In a letter to the prime minister, David Cameron, Miller, the MP for Basingstoke, said: "It is with regret that I have decided to tender my resignation as a member of the Cabinet", adding that "the present situation has become a distraction from the vital work this Government is doing to turn this country around."
The former Texaco marketer and Grey London director had faced accusations that between 2005 and 2009 she had claimed more than £90,000 in taxpayer money on expenses for a house in South West London that she shared with her husband, children and parents.
Parliamentary commissioner, Kathryn Hudson, began investigating these claims in 2012 to ascertain if Miller had breached the rules on allowances for second homes.
The commissioner cleared Miller of making false expenses claims and said her parents had not benefited financially from the situation, but concluded she had over-claimed by £45,000.
She was ordered to pay the money back. Hudson also said Mrs Miller had wrongly designated the property as her second home.
The Standards Committee of MPs rejected the second home ruling and told Miller she only had to return £5,800.
Miller then made an apology to the House of Commons that lasted 32 seconds and considered by many commentators to be inadequate.
It also emerged that Miller had been slow to provide information to the investigation and had taken an aggressive approach to being questioned on her expense claims.
In her resignation letter, which was published on the Government’s official website, Miller praised her family and said: "The only reason I was able to become an MP and indeed a government minister and cabinet minister is because of the unstinting support of my husband, my mother, my father and my three children. I owe them all a great deal."

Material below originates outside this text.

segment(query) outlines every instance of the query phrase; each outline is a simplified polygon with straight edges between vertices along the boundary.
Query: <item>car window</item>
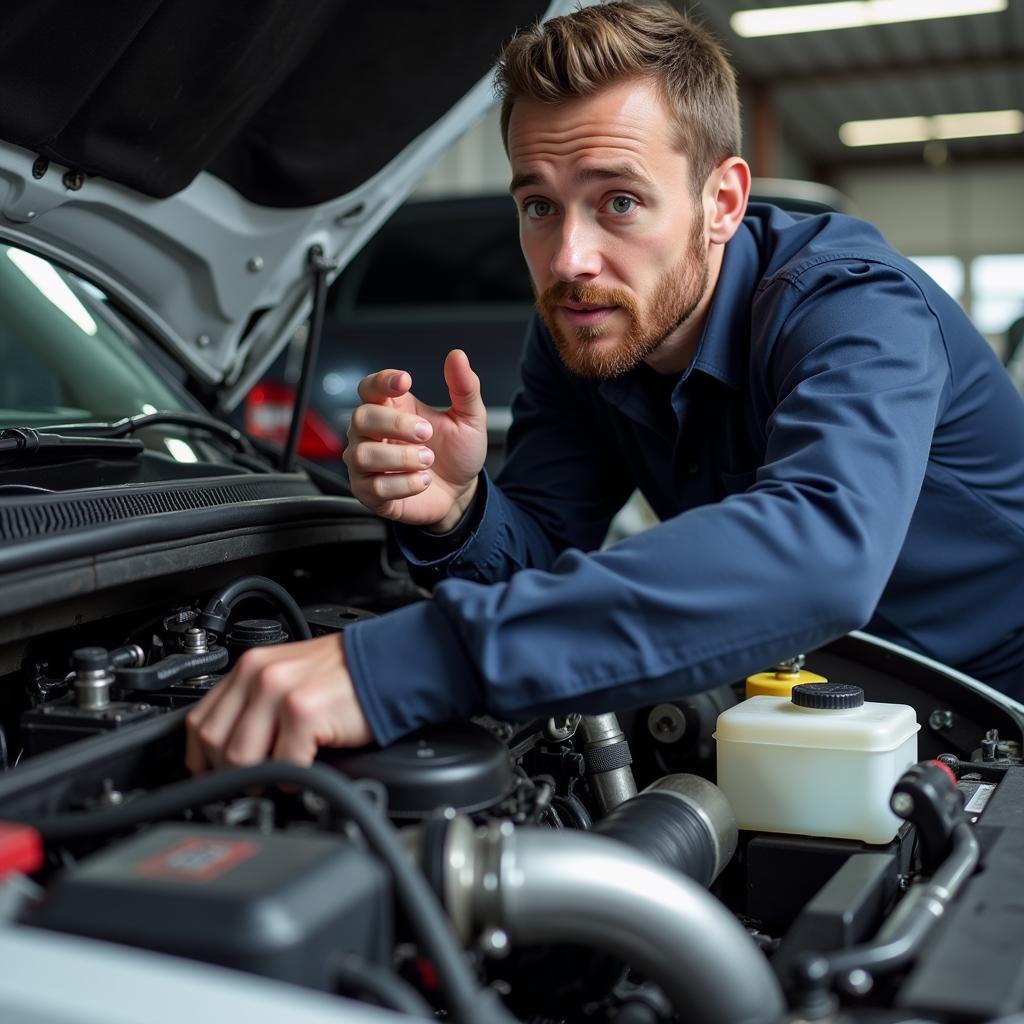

In his response letter, Cameron said: "I think it is important to be clear that the Committee on Standards cleared you of the unfounded allegations made against you, a point which has been lost in much of the comment in recent days."
He also left the door open for Miller to return to the frontbenches: "I hope that you will be able to return to serving the Government on the Frontbench in due course, and am only sad that you are leaving the Government in these circumstances."
Miller was appointed culture secretary in September 2012 succeeding Jeremy Hunt who moved to the position of health secretary. A replacement for Miller has yet to be announced.